Responsible for day-to-day supervisory oversight and operational execution of technical and coding denial management functions within the Revenue Cycle department.
Lead a team of denial specialists and coordinators focused on resolving technical and coding-related claim denials across all payer types, facilities, and service lines.
Manage daily denial work queues for technical and coding denial categories, ensuring cases are assigned, prioritized by financial impact and deadline risk, and resolved within payer-required timelines.
Monitor team workload, capacity, and throughput on a daily and weekly basis; adjust case assignments and staffing allocation to prevent missed filing deadlines.
Serve as the first-line escalation point for complex technical and coding denial cases that require manager-level review, payer contact, or cross-functional coordination.
Track and report weekly team performance to the Director including denial volumes, appeal activity, resolution rates, write-off risk, and aging by payer, denial code, and category.
Identify systemic denial patterns or payer behavior trends in the queue and escalate to the Director with root cause analysis and recommended corrective actions.
Oversee resolution of technical denials including timely filing, prior authorization, eligibility, coordination of benefits, duplicate billing, medical records requests, and credentialing-related claim rejections.
Review and approve appeal submissions for high-dollar or complex technical denials prior to filing, ensuring accuracy, completeness, and appropriate supporting documentation.
Partner with Patient Access, Provider Enrollment, Utilization Management, and Billing to trace technical denial root causes back to the point of origin and drive sustainable upstream corrections.

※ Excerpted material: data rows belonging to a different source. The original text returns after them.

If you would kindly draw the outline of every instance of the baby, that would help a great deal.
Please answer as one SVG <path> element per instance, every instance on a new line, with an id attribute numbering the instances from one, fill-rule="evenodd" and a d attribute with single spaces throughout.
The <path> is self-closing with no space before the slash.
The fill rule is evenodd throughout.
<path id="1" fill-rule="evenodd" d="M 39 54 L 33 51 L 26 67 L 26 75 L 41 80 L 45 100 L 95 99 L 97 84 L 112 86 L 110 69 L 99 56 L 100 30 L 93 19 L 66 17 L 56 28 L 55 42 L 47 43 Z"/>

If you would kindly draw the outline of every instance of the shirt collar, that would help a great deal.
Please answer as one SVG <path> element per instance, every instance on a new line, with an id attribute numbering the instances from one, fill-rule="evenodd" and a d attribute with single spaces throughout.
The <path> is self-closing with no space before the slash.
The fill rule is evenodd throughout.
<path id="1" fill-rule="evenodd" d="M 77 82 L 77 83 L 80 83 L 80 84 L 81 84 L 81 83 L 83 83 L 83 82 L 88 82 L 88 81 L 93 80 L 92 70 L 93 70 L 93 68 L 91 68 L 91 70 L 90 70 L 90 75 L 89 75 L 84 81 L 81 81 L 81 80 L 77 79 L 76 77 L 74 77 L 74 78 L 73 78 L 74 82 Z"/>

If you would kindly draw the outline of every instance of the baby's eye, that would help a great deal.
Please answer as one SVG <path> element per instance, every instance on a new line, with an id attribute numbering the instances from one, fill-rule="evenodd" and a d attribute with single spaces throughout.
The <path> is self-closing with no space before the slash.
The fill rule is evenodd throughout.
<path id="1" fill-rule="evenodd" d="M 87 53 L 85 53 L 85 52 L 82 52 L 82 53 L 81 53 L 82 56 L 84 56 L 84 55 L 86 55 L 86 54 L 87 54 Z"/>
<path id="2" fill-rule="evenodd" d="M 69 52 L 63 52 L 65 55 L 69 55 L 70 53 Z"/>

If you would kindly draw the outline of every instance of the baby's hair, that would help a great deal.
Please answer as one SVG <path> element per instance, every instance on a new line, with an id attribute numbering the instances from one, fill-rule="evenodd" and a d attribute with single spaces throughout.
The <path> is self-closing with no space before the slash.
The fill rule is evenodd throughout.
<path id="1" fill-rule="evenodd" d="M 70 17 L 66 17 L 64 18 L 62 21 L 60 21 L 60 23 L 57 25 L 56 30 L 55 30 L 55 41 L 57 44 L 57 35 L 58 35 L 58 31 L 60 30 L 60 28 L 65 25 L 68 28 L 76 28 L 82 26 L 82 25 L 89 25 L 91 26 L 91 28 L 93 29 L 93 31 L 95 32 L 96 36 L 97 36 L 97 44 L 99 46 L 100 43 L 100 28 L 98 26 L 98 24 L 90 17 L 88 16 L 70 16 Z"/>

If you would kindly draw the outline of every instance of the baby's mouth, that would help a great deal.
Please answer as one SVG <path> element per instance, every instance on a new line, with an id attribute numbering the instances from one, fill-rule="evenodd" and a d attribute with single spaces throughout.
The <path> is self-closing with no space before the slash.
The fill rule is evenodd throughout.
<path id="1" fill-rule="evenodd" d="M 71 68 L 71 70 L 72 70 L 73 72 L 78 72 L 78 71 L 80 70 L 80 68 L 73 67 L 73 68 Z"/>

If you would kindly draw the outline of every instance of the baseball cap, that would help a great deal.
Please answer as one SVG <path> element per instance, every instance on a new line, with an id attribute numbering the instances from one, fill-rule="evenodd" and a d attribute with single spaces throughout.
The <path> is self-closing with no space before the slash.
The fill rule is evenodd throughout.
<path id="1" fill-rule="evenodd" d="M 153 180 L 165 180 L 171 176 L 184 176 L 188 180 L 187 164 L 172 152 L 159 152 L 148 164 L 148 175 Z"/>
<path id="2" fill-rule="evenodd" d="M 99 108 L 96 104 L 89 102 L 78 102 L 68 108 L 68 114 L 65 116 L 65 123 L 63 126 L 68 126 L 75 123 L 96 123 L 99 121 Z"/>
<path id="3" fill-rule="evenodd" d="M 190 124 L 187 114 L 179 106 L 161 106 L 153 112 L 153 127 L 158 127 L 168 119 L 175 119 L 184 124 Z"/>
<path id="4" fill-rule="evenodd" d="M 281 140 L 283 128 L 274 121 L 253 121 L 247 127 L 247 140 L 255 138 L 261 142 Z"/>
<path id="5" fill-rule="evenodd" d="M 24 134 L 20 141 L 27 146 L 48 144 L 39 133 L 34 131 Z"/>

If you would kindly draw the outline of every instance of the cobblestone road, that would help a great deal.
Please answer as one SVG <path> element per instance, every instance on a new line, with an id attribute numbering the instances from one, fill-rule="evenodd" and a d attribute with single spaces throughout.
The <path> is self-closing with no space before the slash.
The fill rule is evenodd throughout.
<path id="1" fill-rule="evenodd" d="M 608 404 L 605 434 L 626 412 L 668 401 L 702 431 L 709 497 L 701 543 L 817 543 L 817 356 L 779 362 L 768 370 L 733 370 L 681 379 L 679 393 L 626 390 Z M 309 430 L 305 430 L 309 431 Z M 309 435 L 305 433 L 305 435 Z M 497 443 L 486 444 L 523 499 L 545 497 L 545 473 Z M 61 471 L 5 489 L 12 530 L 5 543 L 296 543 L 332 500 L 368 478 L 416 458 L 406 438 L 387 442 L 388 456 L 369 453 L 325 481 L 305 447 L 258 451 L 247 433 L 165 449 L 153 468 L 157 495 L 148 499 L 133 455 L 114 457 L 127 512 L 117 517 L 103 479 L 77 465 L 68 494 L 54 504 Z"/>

Conduct structured root cause analyses on high-volume technical and coding denial categories; present findings and corrective action plans to the Director with supporting denial data.
Requirements
Bachelor's degree in Health Information Management, Healthcare Administration, Business, or a related field; or an equivalent combination of education and experience.
Minimum 5 years of experience in healthcare revenue cycle with a focus on denials management, claims resolution, or billing operations, including at least 2 years in a lead, supervisory, or management role.
Demonstrated experience managing technical and coding denial queues across Medicare, Medicaid, Medicare Advantage, and commercial payer types.
Working knowledge of ICD-10-CM/PCS, CPT, and HCPCS coding systems and their relationship to claim adjudication, reimbursement, and coding-related denial rationale.
Solid understanding of Medicare and Medicaid billing regulations, managed care authorization requirements, payer contract terms, and timely filing rules across major payer types.
Familiarity with NCCI edits, modifier usage, DRG methodology, and common coding denial patterns for inpatient and outpatient service lines.
Proficiency with major EHR and revenue cycle platforms (Epic, Cerner/Oracle Health, Meditech, or equivalent) and denial management workflow tools.
Completion of regulatory/mandatory certifications as required.
Willingness and ability to travel to client or organizational sites as needed.